Выпили по первой, с аппетитом разделываясь с закуской и похваливая хозяйку. Только налили по второй, как послышался громкий стук в дверь, а вслед за тем какое-то тяжелое топтанье в прихожей. Писемский. И действительно, в прихожей, куда вышел хозяин, топтался тучный Алексей Феофилактович с поднятым меховым воротником, с палкою в руках.
— Здравствуй, брат, — окающим, каким-то стенящим голосом произнес он. — На санях извозчичьих заворотил к тебе, да чуть дышлом не наехали, так можно и живота лишиться… Дай-ка размундируюсь…
Встреченный громкими шутливыми приветствиями, Писемский грузно втеснился за стол, с растрепанными волосами и испуганно выпученными глазами. Он сам налил себе из графина, опрокинул стопку, крякнув с видимым удовольствием.
— Сил моих недостает жить в Костроме. Так все огадило, — глухо заговорил Писемский. — Надежды мои перейти в Москву, кажется, лопнули, Назимов только по губам мажет.
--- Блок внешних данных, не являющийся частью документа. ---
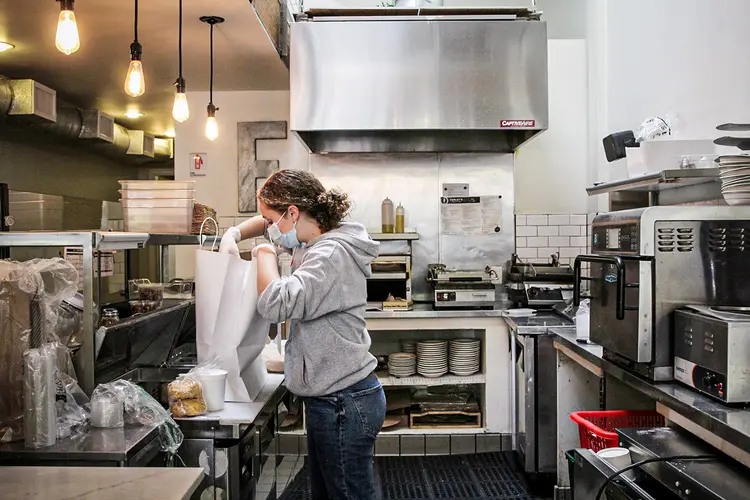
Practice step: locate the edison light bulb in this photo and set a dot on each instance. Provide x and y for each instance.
(212, 128)
(180, 110)
(135, 83)
(67, 40)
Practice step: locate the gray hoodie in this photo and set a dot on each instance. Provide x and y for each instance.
(325, 298)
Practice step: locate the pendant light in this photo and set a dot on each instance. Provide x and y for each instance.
(66, 39)
(180, 110)
(135, 83)
(212, 128)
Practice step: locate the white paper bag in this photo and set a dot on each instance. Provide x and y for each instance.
(227, 322)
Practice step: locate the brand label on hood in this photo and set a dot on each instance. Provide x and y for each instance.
(517, 123)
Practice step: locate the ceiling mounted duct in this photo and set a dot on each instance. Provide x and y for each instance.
(418, 84)
(97, 126)
(33, 101)
(141, 143)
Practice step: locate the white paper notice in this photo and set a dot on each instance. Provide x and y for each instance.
(471, 215)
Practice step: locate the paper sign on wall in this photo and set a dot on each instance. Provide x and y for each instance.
(471, 215)
(198, 164)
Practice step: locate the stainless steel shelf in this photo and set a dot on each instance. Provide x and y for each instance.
(182, 240)
(394, 236)
(660, 181)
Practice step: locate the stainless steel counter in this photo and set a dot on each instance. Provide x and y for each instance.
(727, 422)
(427, 311)
(590, 352)
(131, 445)
(235, 418)
(98, 483)
(538, 324)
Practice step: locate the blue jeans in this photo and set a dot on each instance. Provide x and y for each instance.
(341, 432)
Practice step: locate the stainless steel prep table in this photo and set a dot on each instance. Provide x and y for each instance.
(131, 446)
(236, 446)
(53, 483)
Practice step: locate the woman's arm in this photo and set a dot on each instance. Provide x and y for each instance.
(268, 266)
(253, 227)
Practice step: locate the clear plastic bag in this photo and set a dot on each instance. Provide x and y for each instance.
(657, 126)
(72, 408)
(141, 409)
(30, 294)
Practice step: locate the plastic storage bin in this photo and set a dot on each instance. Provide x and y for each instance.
(158, 220)
(159, 203)
(596, 428)
(157, 185)
(151, 194)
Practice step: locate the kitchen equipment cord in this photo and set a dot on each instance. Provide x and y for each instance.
(673, 458)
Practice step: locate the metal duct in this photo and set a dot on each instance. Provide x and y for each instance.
(69, 125)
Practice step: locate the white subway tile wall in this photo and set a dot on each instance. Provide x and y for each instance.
(539, 236)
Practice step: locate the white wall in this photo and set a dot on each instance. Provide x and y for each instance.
(218, 188)
(552, 169)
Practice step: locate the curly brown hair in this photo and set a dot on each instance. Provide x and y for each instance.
(301, 189)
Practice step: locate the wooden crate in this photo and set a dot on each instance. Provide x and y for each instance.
(416, 420)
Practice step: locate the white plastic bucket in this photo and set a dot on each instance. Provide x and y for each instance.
(213, 384)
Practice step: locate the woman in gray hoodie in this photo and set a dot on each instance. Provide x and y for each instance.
(327, 358)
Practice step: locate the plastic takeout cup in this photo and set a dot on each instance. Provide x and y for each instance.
(618, 458)
(213, 383)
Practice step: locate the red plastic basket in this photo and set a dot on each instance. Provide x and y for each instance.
(597, 427)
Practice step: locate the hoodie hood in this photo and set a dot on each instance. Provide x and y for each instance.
(356, 241)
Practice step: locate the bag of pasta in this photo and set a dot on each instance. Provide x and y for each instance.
(186, 397)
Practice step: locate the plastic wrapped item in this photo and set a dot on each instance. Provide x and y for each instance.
(30, 294)
(583, 318)
(657, 126)
(72, 408)
(141, 409)
(107, 410)
(39, 391)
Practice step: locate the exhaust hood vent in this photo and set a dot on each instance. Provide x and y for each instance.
(98, 126)
(410, 84)
(141, 143)
(33, 101)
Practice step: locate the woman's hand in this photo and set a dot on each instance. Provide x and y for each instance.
(268, 265)
(229, 242)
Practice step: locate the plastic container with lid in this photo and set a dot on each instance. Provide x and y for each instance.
(158, 185)
(400, 219)
(150, 194)
(387, 216)
(177, 220)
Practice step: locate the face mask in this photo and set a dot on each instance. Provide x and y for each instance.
(286, 240)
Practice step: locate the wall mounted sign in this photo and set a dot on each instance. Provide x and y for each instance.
(253, 172)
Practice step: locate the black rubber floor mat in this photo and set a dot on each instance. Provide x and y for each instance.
(485, 476)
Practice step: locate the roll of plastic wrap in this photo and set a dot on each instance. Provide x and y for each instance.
(40, 416)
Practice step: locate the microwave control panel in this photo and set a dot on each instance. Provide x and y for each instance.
(620, 239)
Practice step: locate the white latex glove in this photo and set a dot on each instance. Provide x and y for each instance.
(263, 246)
(229, 242)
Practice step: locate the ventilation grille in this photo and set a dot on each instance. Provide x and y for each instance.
(675, 239)
(34, 101)
(141, 143)
(722, 239)
(97, 125)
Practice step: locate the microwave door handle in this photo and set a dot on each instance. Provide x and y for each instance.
(620, 283)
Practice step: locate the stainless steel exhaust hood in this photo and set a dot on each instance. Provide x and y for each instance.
(436, 84)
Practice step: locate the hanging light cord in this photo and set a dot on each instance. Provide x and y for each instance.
(211, 71)
(135, 23)
(180, 41)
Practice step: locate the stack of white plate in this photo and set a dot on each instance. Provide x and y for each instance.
(432, 358)
(734, 171)
(409, 346)
(464, 356)
(402, 364)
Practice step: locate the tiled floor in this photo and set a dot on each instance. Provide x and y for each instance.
(487, 476)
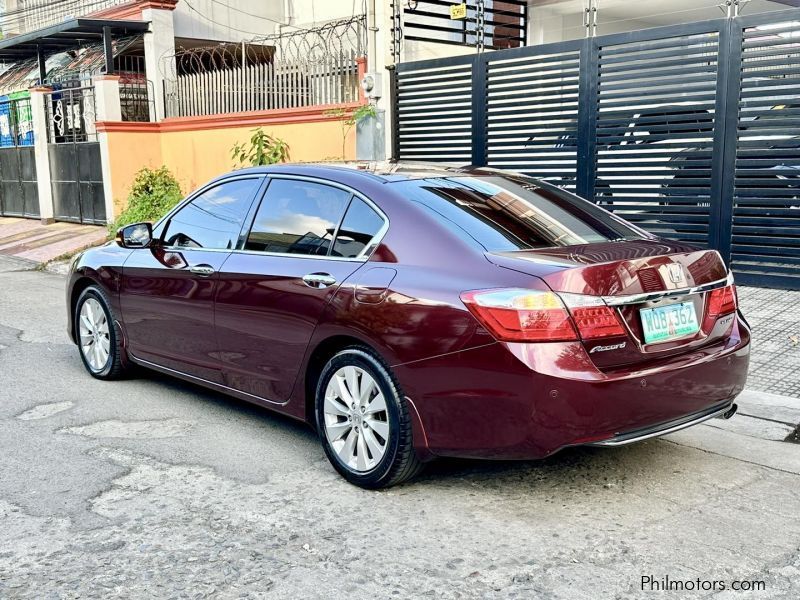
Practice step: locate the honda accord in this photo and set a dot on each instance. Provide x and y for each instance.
(410, 312)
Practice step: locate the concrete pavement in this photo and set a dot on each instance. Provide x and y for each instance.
(155, 488)
(30, 240)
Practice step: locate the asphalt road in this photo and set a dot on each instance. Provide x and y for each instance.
(151, 488)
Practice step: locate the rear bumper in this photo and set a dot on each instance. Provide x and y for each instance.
(726, 411)
(522, 401)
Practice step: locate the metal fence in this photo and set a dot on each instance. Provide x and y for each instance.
(267, 85)
(690, 131)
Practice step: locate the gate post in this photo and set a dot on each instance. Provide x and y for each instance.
(726, 114)
(107, 108)
(39, 97)
(586, 160)
(479, 94)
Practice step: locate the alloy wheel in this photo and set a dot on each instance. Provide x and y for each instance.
(95, 339)
(356, 420)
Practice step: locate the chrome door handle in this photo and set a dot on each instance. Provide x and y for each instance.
(319, 280)
(202, 270)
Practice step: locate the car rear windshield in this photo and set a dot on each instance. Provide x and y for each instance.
(505, 213)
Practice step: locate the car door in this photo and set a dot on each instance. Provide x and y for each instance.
(300, 248)
(167, 290)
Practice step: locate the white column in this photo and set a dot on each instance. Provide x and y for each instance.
(159, 50)
(15, 25)
(43, 185)
(107, 107)
(378, 64)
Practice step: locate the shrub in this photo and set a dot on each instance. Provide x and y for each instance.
(261, 149)
(153, 193)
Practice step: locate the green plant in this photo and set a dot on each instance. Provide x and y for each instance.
(362, 112)
(153, 193)
(261, 149)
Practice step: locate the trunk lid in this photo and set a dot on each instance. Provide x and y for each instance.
(632, 276)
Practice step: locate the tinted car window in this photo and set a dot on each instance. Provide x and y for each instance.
(516, 213)
(360, 225)
(214, 218)
(297, 217)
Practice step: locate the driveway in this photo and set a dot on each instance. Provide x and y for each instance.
(155, 488)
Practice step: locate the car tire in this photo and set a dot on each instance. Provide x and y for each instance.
(370, 447)
(93, 315)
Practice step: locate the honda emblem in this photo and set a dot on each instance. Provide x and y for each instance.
(675, 271)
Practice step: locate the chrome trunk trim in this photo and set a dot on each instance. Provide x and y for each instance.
(652, 296)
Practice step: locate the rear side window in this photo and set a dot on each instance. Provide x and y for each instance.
(515, 213)
(360, 225)
(214, 218)
(297, 217)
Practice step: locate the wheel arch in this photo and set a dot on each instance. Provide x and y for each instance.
(78, 287)
(325, 349)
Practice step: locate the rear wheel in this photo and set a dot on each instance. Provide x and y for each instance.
(363, 421)
(98, 335)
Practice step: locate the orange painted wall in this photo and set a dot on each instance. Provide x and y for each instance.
(128, 152)
(197, 150)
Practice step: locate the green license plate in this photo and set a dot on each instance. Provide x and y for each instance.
(664, 323)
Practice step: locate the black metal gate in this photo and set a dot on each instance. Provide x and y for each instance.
(75, 169)
(19, 196)
(690, 131)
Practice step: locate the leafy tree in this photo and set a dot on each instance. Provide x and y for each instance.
(261, 149)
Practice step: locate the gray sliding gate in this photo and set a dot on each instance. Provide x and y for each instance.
(19, 196)
(74, 153)
(690, 131)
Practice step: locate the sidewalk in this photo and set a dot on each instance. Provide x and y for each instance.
(30, 240)
(775, 355)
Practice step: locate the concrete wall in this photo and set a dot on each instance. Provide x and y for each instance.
(197, 149)
(234, 20)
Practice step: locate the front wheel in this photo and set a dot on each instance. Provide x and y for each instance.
(363, 421)
(98, 335)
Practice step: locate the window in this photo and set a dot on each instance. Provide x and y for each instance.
(214, 218)
(360, 225)
(297, 217)
(516, 213)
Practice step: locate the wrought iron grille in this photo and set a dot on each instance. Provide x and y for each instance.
(297, 68)
(690, 131)
(71, 115)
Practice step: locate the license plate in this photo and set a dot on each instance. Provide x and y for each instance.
(669, 322)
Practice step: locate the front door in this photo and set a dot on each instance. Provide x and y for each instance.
(167, 292)
(272, 293)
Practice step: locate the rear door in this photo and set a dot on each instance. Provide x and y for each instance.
(167, 291)
(307, 237)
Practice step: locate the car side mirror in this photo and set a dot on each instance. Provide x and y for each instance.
(138, 235)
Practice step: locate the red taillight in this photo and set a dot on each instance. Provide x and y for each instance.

Оно было бы недурно и в Питер, если бы здоровье не хлибило.
— Там тебя журналы в Чайльд Гарольда произведут, — сказал Алмазов, подмигивая Аполлону Григорьеву: всем в кружке было известно, как Писемский лютовал против «чайльд-гарольдства». Писемский искоса взглянул на обидчика и громко ответствовал:
— Я, брат, чухломской, а мы, на Чухломе, народ здоровый, ни телом, ни душой не падки на рефлексии и прочие психологии. Для кого благородное печоринство, а для нас мелкое мошенничество…
— Ты напрасно на себя наговариваешь, — подал голос Аполлон Григорьев. — Ты можешь быть замечательным психологом: как правдиво, например, ты показал, что никогда мужчина так не склонен к измене, как в то время, когда расстался с женщиной.
Писемский недоверчиво уставился на Григорьева, не зная, всерьез ли он говорит, а тот продолжал:
— Ты художник по натуре, и притом художник с особой манерой, поразительной простотой… Умеешь разоблачать побуждения, которые по виду только благородны, разоблачать фальшивую сторону тех страстей, которые так долго в нашей литературе показывались только с блестящей их стороны… Но нет в тебе, как есть, например, у Островского, прочного, определенного и вместе идеального миросозерцания… Поэтому отрицательное начало легко может ввести тебя в безразличное равнодушие. А это опасно, брат, для художника.